Joseph’s brothers threw him down a well in a fit of jealousy over their father Jacob’s misplaced favouritism. Thanks to Reuben’s influence, they thought better of it and rescued him, only to sell him as a slave to passing Ishmaelites. But when, many years later, they were forced to go down to Egypt during the famine predicted by Joseph in interpreting Pharaoh’s dream (of seven years of plenty followed by seven years of famine), they felt they were being punished for their wicked deeds and began to repent among themselves.
They did not at first recognize their brother, whose wisdom in hearing from God and thus storing up grain in preparation for the lean years was to save them from starvation, but of course it was a great shock when he was finally revealed as the Prime Minister of the greatest nation on earth!
And I imagine it was an even greater shock when they realized that he held nothing against them; that he wept with joy at being re-united with his brothers; and that they were totally forgiven.
It’s interesting that Joseph was taken into Egypt after being rejected by his brothers. After Jesus was largely rejected by the Jewish people (though a significant number accepted him, of course, or the Church would never have come into existence), the message about him was taken to the nations, and the Gentile world elevated him to a prominent role in their affairs. Isaiah had prophesied that the Gentiles would put their hope in Him. (Isaiah 42.4; see also Matthew 12.21)
As far as the UK and the USA are concerned, it would be true to say that from the 17th through 19th centuries the gospel of Christ and the Bible itself was the most influential teaching they possessed, affecting virtually every institution and producing great wealth and power in the process. At the same time a host of passionate preachers went out to the far corners of the world spreading this gospel to heathen nations. Jesus had in some respects become Lord of the Gentile world, a situation that would, in time, make Israel “envious”, according to the Apostle Paul, an orthodox Jewish rabbi who led the mission to the Gentiles. (Romans 11.11)

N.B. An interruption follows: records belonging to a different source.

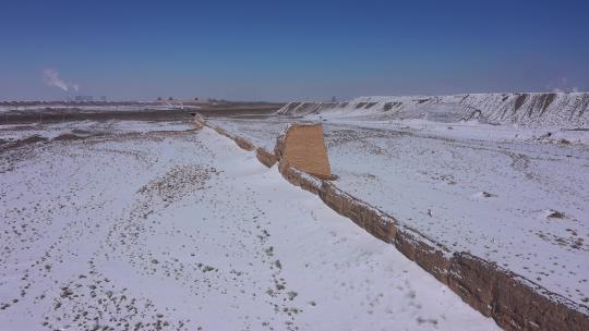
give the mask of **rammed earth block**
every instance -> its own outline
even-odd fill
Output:
[[[215,130],[237,143],[223,128]],[[239,140],[247,142],[242,138]],[[251,143],[249,145],[253,147]],[[373,236],[395,245],[472,308],[492,317],[503,329],[589,330],[588,307],[551,293],[496,263],[469,253],[452,252],[419,231],[400,224],[392,216],[340,191],[329,181],[289,167],[283,158],[284,148],[285,134],[276,139],[274,157],[279,172],[288,182],[318,195],[336,212],[348,217]],[[260,150],[263,149],[257,148],[256,156],[261,154]],[[271,156],[269,152],[267,155]]]

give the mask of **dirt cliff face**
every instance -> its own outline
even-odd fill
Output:
[[[544,103],[546,102],[544,100]],[[291,127],[287,128],[276,139],[274,155],[257,148],[259,160],[267,167],[278,162],[278,170],[288,182],[317,195],[339,214],[349,218],[373,236],[395,245],[400,253],[446,284],[472,308],[484,316],[492,317],[503,329],[589,330],[587,306],[575,304],[558,294],[551,293],[496,263],[469,253],[453,252],[419,231],[400,224],[394,217],[374,206],[340,191],[330,181],[324,181],[311,172],[293,167],[293,163],[288,161],[289,152],[291,152],[291,158],[300,156],[304,159],[314,156],[312,152],[315,149],[318,154],[324,150],[326,161],[324,167],[326,166],[327,169],[329,167],[321,124],[296,126],[304,128],[296,130],[293,139],[292,135],[289,138]],[[233,139],[243,149],[253,148],[253,144],[228,135],[220,127],[215,130]],[[298,146],[294,151],[288,150],[289,144],[304,145],[305,139],[318,139],[317,135],[321,135],[323,149],[315,143],[308,155],[304,155],[305,149],[300,145],[294,145]],[[297,158],[293,159],[297,160]]]

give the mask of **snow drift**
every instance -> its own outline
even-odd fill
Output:
[[[349,102],[290,102],[276,113],[589,128],[589,93],[360,97]]]

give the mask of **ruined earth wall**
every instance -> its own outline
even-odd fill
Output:
[[[199,121],[207,125],[204,120]],[[225,133],[238,146],[253,150],[253,144]],[[492,317],[505,330],[589,330],[589,308],[527,280],[494,262],[465,252],[452,252],[443,244],[394,217],[337,188],[330,181],[303,173],[284,162],[285,135],[277,138],[274,154],[256,149],[266,167],[278,162],[283,176],[293,185],[317,195],[329,208],[395,247],[430,272],[464,302]]]

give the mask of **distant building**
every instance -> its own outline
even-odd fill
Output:
[[[92,96],[75,96],[74,100],[76,102],[92,102],[94,98]]]

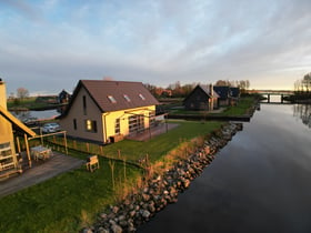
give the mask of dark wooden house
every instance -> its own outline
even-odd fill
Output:
[[[197,85],[183,100],[185,110],[212,111],[218,108],[218,93],[212,85]]]

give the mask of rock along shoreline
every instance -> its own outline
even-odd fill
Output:
[[[81,232],[136,232],[137,227],[149,221],[157,212],[168,204],[178,202],[178,194],[190,186],[191,181],[213,161],[217,152],[242,128],[242,123],[228,123],[214,131],[197,152],[185,160],[180,160],[163,174],[147,180],[142,189],[127,196],[119,205],[110,206],[99,214],[97,223]]]

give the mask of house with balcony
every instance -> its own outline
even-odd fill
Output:
[[[7,110],[6,83],[0,79],[0,179],[11,173],[20,171],[18,154],[14,145],[14,132],[24,135],[24,141],[28,142],[28,136],[36,136],[36,133],[26,126],[21,121],[14,118]],[[27,143],[28,156],[29,146]],[[30,159],[29,159],[30,161]],[[30,163],[31,166],[31,163]]]
[[[151,128],[157,104],[141,82],[80,80],[59,120],[68,135],[106,144]]]

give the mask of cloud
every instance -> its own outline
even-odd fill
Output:
[[[0,4],[1,75],[14,89],[31,82],[33,91],[58,91],[103,75],[163,87],[249,79],[253,88],[291,88],[311,69],[308,0]]]

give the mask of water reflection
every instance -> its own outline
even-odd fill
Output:
[[[302,123],[311,128],[311,104],[294,104],[293,115],[302,120]]]

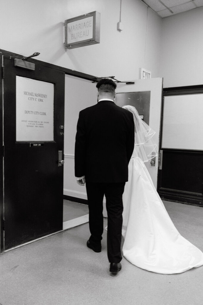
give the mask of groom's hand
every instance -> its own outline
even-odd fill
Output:
[[[77,180],[77,182],[80,185],[84,185],[85,184],[85,178],[83,178],[82,179]]]

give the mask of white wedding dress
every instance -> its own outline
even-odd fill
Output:
[[[180,273],[203,265],[203,253],[181,236],[135,149],[123,196],[124,257],[149,271]]]

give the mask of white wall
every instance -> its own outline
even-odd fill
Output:
[[[203,83],[203,7],[163,19],[160,77],[164,87]]]
[[[66,76],[65,82],[64,194],[87,199],[86,188],[77,183],[74,155],[79,113],[96,102],[96,84]]]
[[[1,1],[0,48],[96,76],[138,78],[139,68],[158,75],[161,19],[140,0]],[[100,42],[65,49],[65,20],[94,11],[101,13]],[[146,45],[146,47],[145,47]]]

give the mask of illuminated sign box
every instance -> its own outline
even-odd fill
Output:
[[[99,43],[100,13],[92,12],[65,20],[65,48],[73,49]]]

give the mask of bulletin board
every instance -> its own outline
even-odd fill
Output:
[[[53,141],[54,84],[16,76],[16,141]]]
[[[162,147],[203,150],[203,94],[165,96]]]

But just as Joseph never forgot his brothers, and longed for reunion with them, so Jesus – actually descended from Judah and described in the Bible as the Lion of the tribe of Judah (Rev 5.5) – reaches out in love to his long-lost brothers in the flesh, for whom things got worse before they got better. Now, over the past two centuries (even in the midst of multiple pogroms and the Holocaust itself), He has been revealing himself afresh to his people.
Though sadly Jesus is still seen largely as God of the Gentiles, Jewish eyes have gradually been opened. It is believed, for example, that there were as many as 100,000 Jewish followers of Jesus at the outbreak of World War II in 1939. Tragically, many of them would have perished in Hitler’s gas chambers. But out of the ashes of the Holocaust, we not only have a re-born nation of Israel, but a growing number of so-called Messianic fellowships bringing Jesus back to where he belongs.
Just as Joseph was a sign of what was to come 400 years later with deliverance from Egypt through the blood of the lamb, so the voice of the prophets recorded in the Jewish Tenakh (what Christians call the Old Testament) fell silent for 400 years until the revelation of Jesus in the New Testament.
Joseph provided his brothers with grain amidst the famine. And now Jesus is “the bread of life” – the manna from heaven – as he “fills the hungry with good things” (John 6.35, Luke 1.53)
There will come a time when, back in the land of promise and delivered from bondage in a hostile world, all Israel will recognize Yeshua, their Messiah. (Zechariah 12.10, Romans 11.26) What a day that will be – life from the dead as he who was despised and rejected of men is revealed to his brothers alive… and as Lord of all!